Growth-oriented advisory firms face challenges in today's environment of rapid consolidation. Those who seek to purchase another practice are encountering high prices and terms geared to the sellers. What is the best growth strategy for your firm? Should you try to buy another practice in a hot market, or should you focus on recruiting and developing organically? Either way, the goal is to build your brand, create capacity, achieve critical mass and construct an enduring business.
A recent conversation with a $2-billion wealth management firm brought this challenge into sharper focus. They have multiple office locations, but only one has reached critical mass. Most are staffed by a single advisor and an assistant. These satellite office practitioners function as rainmakers, lead advisors and quality control officers for their own location.
Advisory firm leaders recognized their high dependency on practitioners who lack deep ties to the organization. These advisors acquire clients through individual relationships, not because of firm brand. They think and act locally, which means that clients are not benefitting from the depth of talent the larger firm has to offer. It would be difficult to argue that clients belong to the firm rather than the practitioner should they part ways.
Value Misperception
Leaders of the firm responded to this challenge with a plan to buy practices in their existing markets and contiguous locations, in an attempt to get to critical mass more quickly. As a result, they made several runs at large advisory businesses, but were priced out of every bid.
Every target acquisition had multiple offers, which made each deal more of an auction than a negotiated purchase. They decided to go down market to smaller practices with the hope of making more affordable purchases. Even when bottom fishing, however, they encountered owners with inflated perceptions of value.

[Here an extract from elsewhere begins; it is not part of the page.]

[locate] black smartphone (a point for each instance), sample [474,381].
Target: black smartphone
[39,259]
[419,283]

At what point do these prices make sense? Solo practitioners seeking purchase offers typically have just a few years left in their careers. They are looking for meaningful sums to help fund their own retirements — yet their client bases are the same age or older and are already deep into the de-accumulation phase. Within these aging solo practices, client and asset attrition usually outpaces new business development, which occurs accidentally rather than systematically. Not much exists to justify a high price.
Compounding price inflation is an expectation of a larger down payment. In the past, buyers commonly paid 20-30% of the agreed-upon valuation up front, with the balance paid over three-to-five years. Often the remaining payment was tied to performance and client retention, which shifted more of the risk to the seller.

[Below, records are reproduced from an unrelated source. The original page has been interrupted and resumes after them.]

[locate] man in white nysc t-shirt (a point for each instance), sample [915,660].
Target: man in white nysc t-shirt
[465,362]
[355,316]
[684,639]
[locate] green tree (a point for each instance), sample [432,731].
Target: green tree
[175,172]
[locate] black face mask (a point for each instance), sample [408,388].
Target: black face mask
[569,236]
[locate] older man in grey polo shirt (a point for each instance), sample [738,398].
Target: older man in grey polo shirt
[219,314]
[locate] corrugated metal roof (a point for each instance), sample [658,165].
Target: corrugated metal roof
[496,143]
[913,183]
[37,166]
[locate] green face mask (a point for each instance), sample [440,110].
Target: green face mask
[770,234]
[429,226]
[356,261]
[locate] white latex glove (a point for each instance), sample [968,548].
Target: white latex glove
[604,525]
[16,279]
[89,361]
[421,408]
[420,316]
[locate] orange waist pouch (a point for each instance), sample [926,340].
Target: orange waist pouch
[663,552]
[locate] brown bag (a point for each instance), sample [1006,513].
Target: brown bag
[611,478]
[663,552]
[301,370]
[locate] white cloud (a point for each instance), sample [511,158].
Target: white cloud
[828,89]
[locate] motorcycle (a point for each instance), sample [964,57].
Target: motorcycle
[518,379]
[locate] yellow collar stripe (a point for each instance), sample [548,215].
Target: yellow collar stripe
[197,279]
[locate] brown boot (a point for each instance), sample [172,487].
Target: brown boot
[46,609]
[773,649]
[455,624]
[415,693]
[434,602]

The partners in this specific wealth management firm have become frustrated because seller expectations for price and terms have pushed many deals out of their own risk tolerance. The partners have been reluctant to take on debt to fund transactions, and they have an aversion to private equity because they do not want a passive shareholder in their company.
As they reviewed their strategy, they developed several key threshold questions for evaluating an acquisition target:
• What is the average age of the advisory firm's clients? • What is the firm's rate of de-accumulation? • Which staff (including the firm leaders) are likely to remain once the deal is done? • Which clients are at risk in the transition? • What has been the rate of organic growth over the past five years and what drives this? • What is our required rate of return for this investment?
This firm's diligent analysis spawned an awakening. They decided that building rather than buying would make more sense.
They discovered that solo practitioners tend to use a multiple of revenue as their valuation metric, primarily because they cannot demonstrate free cash flow or EBITA after paying fair compensation to the lead advisor. Being savvy investors, the partners in this wealth management firm recognized that when nothing is left over after covering all expenses including compensation, it is impossible to amortize the purchase price out of current earnings.